I had a lot of time, 24 - 5 sleep - 2 rando stuff - 1-2 hrs chit chat = a lot of time to do shit on computer. I started to go all in on coding. it was not planned, it just happended, i found joy, fun and fulfillness.

but all of it came at the expense of me giving her nothing. i can clearly remember doing stuff all night, and lying to her that I’m sleeping. why did i do that ? why ? poor her. I disrespected her. it was unjust and not correct. it was not.

i’d say I had become selfish, narcisist ? am I not now ? yeah i’m still that. definitely. I started giving her reasons that I was doing it for us, for what you dumbfuck. what the fuck you’ll achieve that you’re trading her respect ? dunno, I did it. I did it and I regret it.

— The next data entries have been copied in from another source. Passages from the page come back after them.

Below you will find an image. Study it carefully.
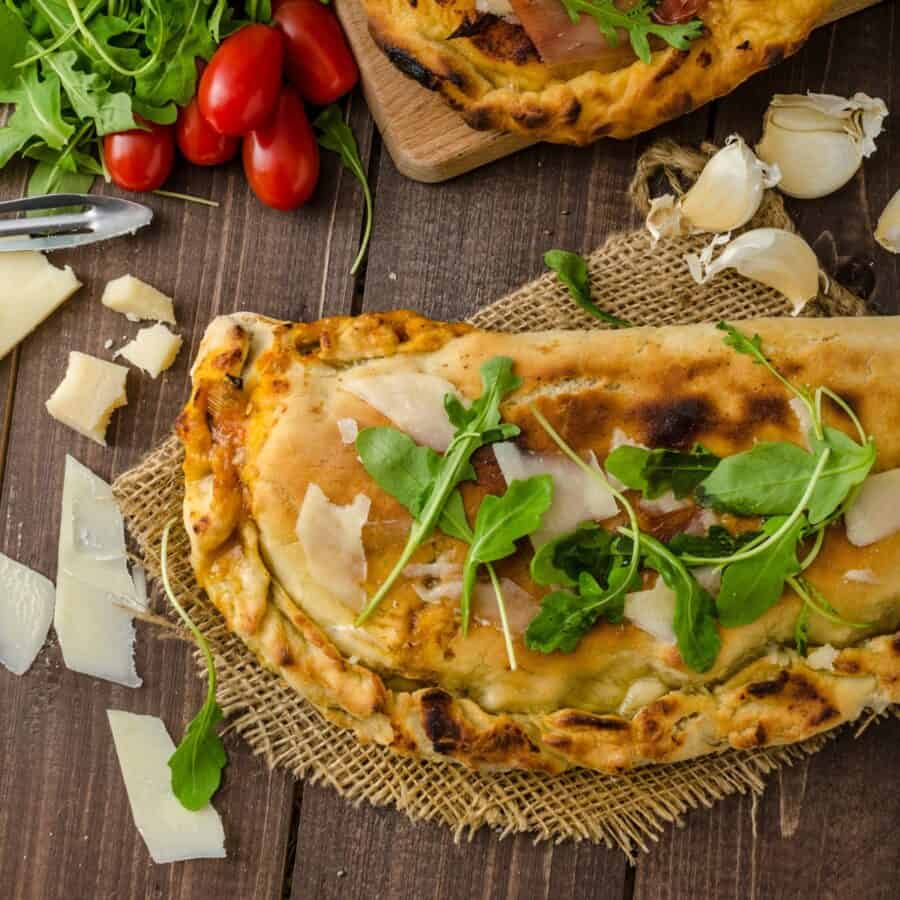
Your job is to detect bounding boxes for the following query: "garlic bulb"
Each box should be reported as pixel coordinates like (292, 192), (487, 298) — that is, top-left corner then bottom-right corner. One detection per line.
(756, 94), (888, 200)
(681, 135), (781, 233)
(875, 191), (900, 253)
(686, 228), (819, 316)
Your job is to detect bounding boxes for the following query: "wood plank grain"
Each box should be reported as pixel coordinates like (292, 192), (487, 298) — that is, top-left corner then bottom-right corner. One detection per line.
(291, 785), (627, 900)
(0, 95), (373, 900)
(716, 3), (900, 313)
(635, 12), (900, 900)
(336, 0), (881, 182)
(292, 110), (709, 900)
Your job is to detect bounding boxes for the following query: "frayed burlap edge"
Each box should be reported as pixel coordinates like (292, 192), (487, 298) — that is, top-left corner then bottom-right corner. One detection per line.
(113, 142), (884, 858)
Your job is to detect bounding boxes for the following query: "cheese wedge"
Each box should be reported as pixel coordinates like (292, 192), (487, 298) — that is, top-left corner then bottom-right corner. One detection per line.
(116, 323), (181, 378)
(100, 275), (175, 325)
(0, 250), (81, 359)
(46, 350), (128, 447)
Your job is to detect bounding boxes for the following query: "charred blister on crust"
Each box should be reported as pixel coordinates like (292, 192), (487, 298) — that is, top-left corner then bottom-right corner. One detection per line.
(639, 396), (715, 450)
(419, 688), (460, 753)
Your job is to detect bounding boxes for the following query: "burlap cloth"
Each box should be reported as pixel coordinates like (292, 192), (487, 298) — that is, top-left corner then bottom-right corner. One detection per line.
(113, 142), (880, 857)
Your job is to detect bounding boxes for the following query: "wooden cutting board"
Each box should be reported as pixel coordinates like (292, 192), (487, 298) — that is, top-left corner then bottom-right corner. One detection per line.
(336, 0), (881, 182)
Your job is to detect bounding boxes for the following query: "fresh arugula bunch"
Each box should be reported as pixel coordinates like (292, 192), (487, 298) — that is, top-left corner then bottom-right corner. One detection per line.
(544, 250), (632, 328)
(562, 0), (703, 63)
(0, 0), (271, 195)
(606, 444), (720, 500)
(356, 356), (553, 669)
(313, 103), (372, 275)
(160, 522), (228, 811)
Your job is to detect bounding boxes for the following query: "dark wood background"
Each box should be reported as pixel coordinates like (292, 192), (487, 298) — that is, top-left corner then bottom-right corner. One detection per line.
(0, 2), (900, 900)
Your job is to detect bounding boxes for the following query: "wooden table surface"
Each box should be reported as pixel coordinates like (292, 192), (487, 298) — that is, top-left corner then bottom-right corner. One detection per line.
(0, 2), (900, 900)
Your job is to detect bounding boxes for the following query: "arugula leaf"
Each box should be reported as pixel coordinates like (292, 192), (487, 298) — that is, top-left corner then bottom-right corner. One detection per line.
(544, 250), (632, 328)
(313, 103), (372, 275)
(606, 444), (720, 500)
(356, 356), (521, 625)
(356, 426), (475, 542)
(669, 525), (762, 557)
(531, 522), (615, 587)
(562, 0), (703, 63)
(461, 475), (553, 635)
(717, 516), (807, 628)
(525, 560), (640, 653)
(640, 532), (722, 672)
(160, 522), (228, 811)
(697, 428), (876, 525)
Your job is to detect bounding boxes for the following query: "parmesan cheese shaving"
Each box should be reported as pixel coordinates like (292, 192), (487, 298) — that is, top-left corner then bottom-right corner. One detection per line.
(296, 484), (372, 612)
(493, 441), (617, 548)
(115, 323), (181, 378)
(100, 275), (175, 325)
(0, 553), (54, 675)
(337, 419), (359, 444)
(625, 578), (675, 644)
(0, 250), (81, 359)
(806, 644), (840, 672)
(844, 469), (900, 547)
(46, 350), (128, 447)
(53, 456), (142, 687)
(107, 709), (226, 863)
(341, 372), (460, 451)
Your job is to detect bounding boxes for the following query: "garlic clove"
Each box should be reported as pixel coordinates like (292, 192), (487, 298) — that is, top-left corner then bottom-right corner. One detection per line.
(646, 194), (691, 247)
(681, 135), (781, 233)
(756, 94), (887, 200)
(686, 228), (820, 316)
(875, 191), (900, 253)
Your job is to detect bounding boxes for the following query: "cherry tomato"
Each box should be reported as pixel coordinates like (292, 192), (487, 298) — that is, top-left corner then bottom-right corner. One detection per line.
(103, 116), (175, 191)
(197, 25), (284, 136)
(175, 97), (241, 166)
(272, 0), (359, 106)
(653, 0), (706, 25)
(243, 85), (319, 210)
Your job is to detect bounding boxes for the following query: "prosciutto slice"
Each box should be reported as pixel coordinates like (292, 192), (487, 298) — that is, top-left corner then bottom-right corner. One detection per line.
(510, 0), (706, 72)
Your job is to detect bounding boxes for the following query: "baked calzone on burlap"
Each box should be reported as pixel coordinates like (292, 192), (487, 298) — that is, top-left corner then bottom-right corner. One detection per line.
(363, 0), (832, 144)
(177, 312), (900, 772)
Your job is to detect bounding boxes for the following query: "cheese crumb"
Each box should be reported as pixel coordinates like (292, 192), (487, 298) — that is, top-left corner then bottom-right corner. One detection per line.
(0, 250), (81, 359)
(0, 553), (54, 675)
(115, 323), (181, 378)
(46, 350), (128, 447)
(106, 709), (226, 863)
(101, 275), (175, 325)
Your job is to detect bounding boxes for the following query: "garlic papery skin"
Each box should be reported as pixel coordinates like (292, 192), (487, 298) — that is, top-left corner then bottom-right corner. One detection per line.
(875, 191), (900, 253)
(686, 228), (820, 316)
(756, 94), (888, 200)
(681, 135), (781, 234)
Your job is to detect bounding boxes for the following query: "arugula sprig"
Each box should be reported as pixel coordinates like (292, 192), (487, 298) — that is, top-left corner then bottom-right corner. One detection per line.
(544, 250), (632, 328)
(160, 522), (228, 811)
(562, 0), (703, 63)
(356, 356), (521, 625)
(313, 103), (373, 275)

I don’t want to write anything further. actions have consequences. as a young adult, I can understand that better now, but couple of years back, I had a different idea. Nothing is free, nothing that you gain now is coming off easy. it’s always a trade and I’ve traded the wrong way all the time. I had many many opportunities to make it right. But what can I say, I was not the one, she was not the one, we’re not the two.

now it definitely feels like I’m some hopeless mf, well I am but I have 0 interest in these things now. i may have some longing for affection and attention from that time, along those lines, but it’s nothing I deeply care about anymore. I don’t want any of this.

From this short journey, I have gained immense financial and bibliographical wealth but I’ve lost more. I can’t go back, I can’t make things right. it’s all in the past.